September 2024

Upsolver new features, enhancements, and bug fixes for September 2024.

2024.09.26-09.41

⬆️ Enhancements

  • Multi Job now supports reading from Partitioned Iceberg Table

  • Replication Jobs: Implemented deletion of internal files once they are no longer used

  • Sync Jobs Reading from Iceberg Tables: Reduced the number of scanned blocks and rows by leveraging statistics in the Iceberg metadata for more efficient reads

  • Multi Job now supports using partitioned Iceberg tables as a source

🔧 Bug Fixes

  • API: Fixed wrong validation when creating or editing Output that writes Parquet files

  • Minor Bug fixes

2024.09.18-13.03

⬆️ Enhancements

  • Pause Job Support for Iceberg Table Targets

    • Pause Job functionality is now fully supported for all jobs writing to Iceberg table targets. Previously, pausing was not available for jobs targeting Iceberg tables, but with this update, users can now pause and resume these jobs as needed, providing greater flexibility and control over long-running data operations.
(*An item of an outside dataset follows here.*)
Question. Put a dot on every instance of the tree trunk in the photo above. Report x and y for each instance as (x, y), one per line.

  • Introduced a retry mechanism when committing data to the Iceberg table from a job, specifically handling cases where the table is modified by another process

🔧 Bug Fixes

  • Fixed an issue where auto-sharding tasks could potentially fail on NullPointerException

  • Fixed a bug in CDC jobs where empty unrelated system columns were added to the target tables

2024.09.18-09.11

⬆️ Enhancements

  • Pause Job Support for Iceberg Table Targets

    • Pause Job functionality is now fully supported for all jobs writing to Iceberg table targets. Previously, pausing was not available for jobs targeting Iceberg tables, but with this update, users can now pause and resume these jobs as needed, providing greater flexibility and control over long-running data operations.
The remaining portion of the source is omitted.